The second was a searing wave of long,
endless pain flowing down into my upper thighs, and I awoke screaming. Hands
were all over me, pulling me out from halfway beneath my bed, and I felt like
that movement intensified the crushing of my spine and hips. I didn’t think I
could scream harder, but I did.
“Stop touching me,” I half-growled,
half-cried.
“Let her go,” my mother-Shori said
calmly from somewhere. The hands moved away, so she knelt beside me and cupped
my face. I opened my eyes to see her. “Ruby, we have to get you back into bed.”

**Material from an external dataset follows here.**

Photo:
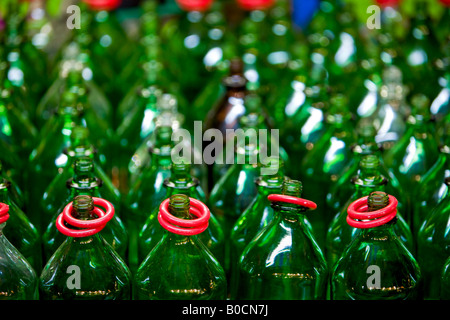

“No, please,” I whimpered. My whole
body trembled as the contraction subsided. I didn’t want to feel that again. “Don’t
let them move me, Momma.”
Her face was sympathetic, but her voice
wasn’t. “I’m sorry, Ruby.”
She stood, and Clint and Dale hoisted
me into the air. I screamed again at the pain of gravity trying to tear my
pelvis into pieces. They placed me gently on my side in my bed, now layered
with large towels. Moving made the waves
of pain more frequent. When I didn’t move, they only came every half an hour. Unfortunately,
my mothers didn’t let me stay in the same position and after four hours had my
symbionts rotate me carefully onto my knees. My mother-Stacia palmed my hips
and pressed my back down into an arch, my knees on either side of my cramping
womb. At least in this position I could bury my face into my pillows to muffle
my screams. I understood that this was why, when my mothers birthed my younger
brothers and sister, our fathers would take my older siblings and me away with
them. The screaming would have terrified us. Stacia rubbed my lower back as
Momma pulled my hair up into a bun, then dabbed my neck and shoulders with a
hand towel filled with ice. Then, my symbionts rotated me onto my other side,
and the whole cycle began again.
“Ruby, you have to try to sleep for a
little bit,” Stacia said to me softly, stroking my sweaty cheek as a
contraction subsided. “This is going to be long, and it’s going to be hard. You
have to sleep, or you’ll get sick.”
“Please stay with me,” I breathed.
She nodded and took my hands. “I’ll be
here. Your mother-Shori will go sleep while you do, and she’ll be with you in
the morning.”
Sleeping was difficult, as the
contractions continued on the half hour, but my mother-Stacia stayed to wipe my
face and pat my neck with ice. After four hours, she woke me so my symbionts
could rotate me onto my knees again. Stacia grabbed my arm before I could
scratch at them for doing so, and when they put me on my knees, I screamed
through the pain until I fell back to sleep. They left me in that position
until I awoke of my own accord, my thighs sore and my knees numb. It was
daytime then, and Wright was there instead of my symbionts to rotate me. He
held me close to his body as he lifted me and rolled me onto my other side,
then stayed against me as I balled up in pain, patting my leg and shushing me
as Momma wiped my face. I fed from Camille and slept for a little longer. I
endured the next four days of my body slowly trying to force my baby out of me
in this manner. I slept each night, fed each morning, and awoke on the fifth
morning to soaked towels beneath me. Now that my water had broken, I could
expect to deliver within 48 hours. There was no more sleeping as the
contractions came first every fifteen minutes, then every five. I had to stay
on my knees during these last grueling hours, my mothers taking turns massaging
my womb to help coax the baby down during each agonizing wave of pain, then
pushing me to sit on my heels between each. The time came to push just before
midnight on the sixth day.
“Ruby, the head is coming,” Stacia said
calmly, her fingers probing inside of me to guide my baby. “You have to start
pushing now.”
I wasn’t sure how, but my body seemed
to know, so I let it happen as I screamed at the pain. I felt the baby then,
being worked more and more into my mother-Stacia’s hands as Momma rubbed my
lower back, encouraging me to keep pushing and breathing. They had me rest for
a few seconds before they urged me to push again.
Then, there was the shrill cry of my
first child, and all of the pressure on my body was gone. “It’s a boy,” Stacia
said, but I had already felt the unfamiliar sting of tears in my eyes, and the
drops splattered against my wrists before I fell into a deep sleep.